Der sechste Streich: „Scumbag Blues": Vereint Drums, Bass und Gitarre zu einer mächtigen rhythmischen Einheit. Man erinnere sich: das war eine der Stärken von LED ZEPP. Trockene Spieltechnik kann eben doch saftige Musik ergeben!
7. „Bandoliers". Zunächst sehr relaxt. Extravagant im Mittelteil. Bietet bisher eher unbekannte Tonfarben in Homme's Gesang.
Das folgende „Reptiles" ist ein leicht psychotischer Blues. Müsste Homme's Kumpel und Stammproduzenten Chris Goss (MASTERS OF REALITY) gefallen. Zugleich ist es einer der LED ZEPPELINesken Songs. Irgendwie wünscht man sich dazu den sagenhaften Gesang von Robert Plant, aber auch Josh Homme macht seine Sache in gänzlich anderem Stil echt klasse und zeigt sich erneut überraschend flexibel.
„Interludes With Ludes" bricht mit dem bisherigen Sound. Wie unter Wasser hört man ein Stück, über das man sagen kann, dass es in irgendeine abgedrehte Tarantino-Szene passen würde, so ausgelutscht diese Beschreibung auch sein mag.

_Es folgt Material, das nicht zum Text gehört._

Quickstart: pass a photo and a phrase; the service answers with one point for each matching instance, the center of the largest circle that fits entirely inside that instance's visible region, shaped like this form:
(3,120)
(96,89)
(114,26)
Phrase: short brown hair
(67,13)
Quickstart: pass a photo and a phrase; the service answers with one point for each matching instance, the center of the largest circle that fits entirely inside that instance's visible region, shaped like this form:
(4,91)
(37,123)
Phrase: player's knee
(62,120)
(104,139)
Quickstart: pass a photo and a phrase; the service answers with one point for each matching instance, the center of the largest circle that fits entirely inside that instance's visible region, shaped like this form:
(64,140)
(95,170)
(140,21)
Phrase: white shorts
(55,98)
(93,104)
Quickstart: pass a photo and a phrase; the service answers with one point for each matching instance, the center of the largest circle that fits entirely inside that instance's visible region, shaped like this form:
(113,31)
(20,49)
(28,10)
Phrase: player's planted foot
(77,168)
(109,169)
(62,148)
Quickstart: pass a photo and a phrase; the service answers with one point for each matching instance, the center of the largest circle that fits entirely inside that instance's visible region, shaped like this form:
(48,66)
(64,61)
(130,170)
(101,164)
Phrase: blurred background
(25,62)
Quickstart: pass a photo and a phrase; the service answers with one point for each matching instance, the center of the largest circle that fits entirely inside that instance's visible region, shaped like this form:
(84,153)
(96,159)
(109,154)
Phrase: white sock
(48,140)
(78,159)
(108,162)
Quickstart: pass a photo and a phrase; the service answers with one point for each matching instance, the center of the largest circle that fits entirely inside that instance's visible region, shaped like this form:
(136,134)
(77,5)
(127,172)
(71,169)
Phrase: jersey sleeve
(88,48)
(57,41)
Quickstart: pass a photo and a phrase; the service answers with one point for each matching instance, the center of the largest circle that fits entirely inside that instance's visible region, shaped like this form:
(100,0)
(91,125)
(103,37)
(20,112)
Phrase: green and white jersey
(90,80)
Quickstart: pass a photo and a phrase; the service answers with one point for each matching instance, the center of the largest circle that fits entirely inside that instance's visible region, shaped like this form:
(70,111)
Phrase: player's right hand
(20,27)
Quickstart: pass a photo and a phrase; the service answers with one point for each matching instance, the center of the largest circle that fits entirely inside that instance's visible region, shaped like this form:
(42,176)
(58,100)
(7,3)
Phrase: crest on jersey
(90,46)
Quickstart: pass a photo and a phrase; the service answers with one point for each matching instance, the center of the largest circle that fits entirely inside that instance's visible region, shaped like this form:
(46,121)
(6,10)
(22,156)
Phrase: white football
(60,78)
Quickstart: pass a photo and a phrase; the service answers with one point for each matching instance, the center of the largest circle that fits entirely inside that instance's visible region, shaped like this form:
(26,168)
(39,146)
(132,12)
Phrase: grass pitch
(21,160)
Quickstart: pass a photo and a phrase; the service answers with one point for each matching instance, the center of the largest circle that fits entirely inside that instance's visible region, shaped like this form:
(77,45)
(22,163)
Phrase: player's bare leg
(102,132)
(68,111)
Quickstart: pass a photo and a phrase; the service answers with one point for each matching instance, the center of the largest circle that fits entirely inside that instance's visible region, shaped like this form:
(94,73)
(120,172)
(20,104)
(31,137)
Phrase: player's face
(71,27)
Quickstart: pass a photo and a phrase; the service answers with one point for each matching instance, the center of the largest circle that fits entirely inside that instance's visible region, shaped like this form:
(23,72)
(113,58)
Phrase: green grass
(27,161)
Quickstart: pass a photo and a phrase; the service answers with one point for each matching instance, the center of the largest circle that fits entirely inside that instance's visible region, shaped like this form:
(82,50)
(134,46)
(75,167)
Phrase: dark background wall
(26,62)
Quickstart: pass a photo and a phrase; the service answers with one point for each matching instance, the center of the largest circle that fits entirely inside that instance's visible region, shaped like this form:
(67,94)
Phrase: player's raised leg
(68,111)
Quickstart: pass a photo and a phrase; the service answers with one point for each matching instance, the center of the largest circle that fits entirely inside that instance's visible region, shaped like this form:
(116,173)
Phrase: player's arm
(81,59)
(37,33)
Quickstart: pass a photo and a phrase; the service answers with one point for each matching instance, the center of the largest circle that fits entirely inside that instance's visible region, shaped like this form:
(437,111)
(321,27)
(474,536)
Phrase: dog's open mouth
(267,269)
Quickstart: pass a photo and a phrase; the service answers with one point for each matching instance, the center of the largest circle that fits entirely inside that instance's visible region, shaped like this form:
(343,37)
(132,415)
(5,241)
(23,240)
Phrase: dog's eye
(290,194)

Das nächste Stück hört auf den Namen „Warsaw Or The First Breath You Take After You Give Up" und ist mit fast acht Minuten das längste Stück des Albums. Beginnt harmlos als trockener Blues. Noch ahnt man nicht, dass man in famoser Weise in dunkle Phantasien des THE DOORS-Kosmos entführt wird. Alle drei Musiker in Hochform perfekter Abstimmung. Ein echter Brocken: ausschweifend, düster, krank. Jetzt macht das vorherige Stück noch mehr Sinn.
Zum Schluss hin kommen noch „Caligulove", sozusagen das DEEP PURPLE-Stück des Albums (einschließlich Orgel), „Gunman" mit Dancebeat (vielleicht der modernste Song) und das dramatische, mit vielen Gesangsspuren versehene „Spinning In The Daffodils".
Nach vierzehn Stücken in 67 Minuten ist das Album vorbei und ich höre es mir noch mal an. Das sagt genug, oder?!?